Der Albtraum im geliebten Verein
Der Fußballverein war für Lilly ein Ort der Freude und Gemeinschaft. Doch dann wurde ausgerechnet dort ihr schlimmster Albtraum wahr. Die Vergewaltigung ereignete sich im Umfeld des Vereins, wie sie schildert. Die genauen Umstände und der Täter werden in dem Video nicht näher benannt. Lilly betont jedoch, dass sie sich entschlossen habe, das Schweigen zu brechen, um anderen Mut zu machen.
Von der Opferrolle zur Überlebenden
Lillys Geschichte reiht sich in eine Serie von Berichten über sexualisierte Gewalt im Sport ein.
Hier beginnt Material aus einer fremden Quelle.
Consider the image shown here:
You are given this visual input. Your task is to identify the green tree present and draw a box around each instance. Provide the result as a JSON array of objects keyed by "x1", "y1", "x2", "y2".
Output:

Sie selbst bezeichnet sich heute als „Überlebende“, nicht mehr als Opfer. „Ich bin heute Überlebende, nicht mehr Opfer“, sagt sie. Dieser Wandel sei ein langer Prozess gewesen, der durch das Reden über das Erlebte möglich wurde. Sie hofft, dass ihr Beispiel andere ermutigt, ebenfalls Hilfe zu suchen und sich zu öffnen.
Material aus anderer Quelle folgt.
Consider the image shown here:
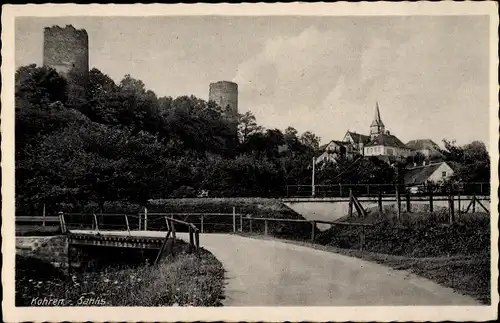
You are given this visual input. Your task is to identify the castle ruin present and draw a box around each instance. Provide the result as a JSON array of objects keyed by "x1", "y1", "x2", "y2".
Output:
[
  {"x1": 43, "y1": 25, "x2": 89, "y2": 98},
  {"x1": 208, "y1": 81, "x2": 238, "y2": 132}
]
Unterstützung für Betroffene
Das Video, das am 14. Juli 2026 veröffentlicht wurde, ist Teil einer Reihe, in der Betroffene von sexualisierter Gewalt berichten. Lillys Botschaft ist klar: Es ist wichtig, über das Erlebte zu sprechen, um Heilung zu finden und andere zu unterstützen. Sie appelliert an Vereine und Verbände, mehr für den Schutz von Sportlerinnen und Sportlern zu tun.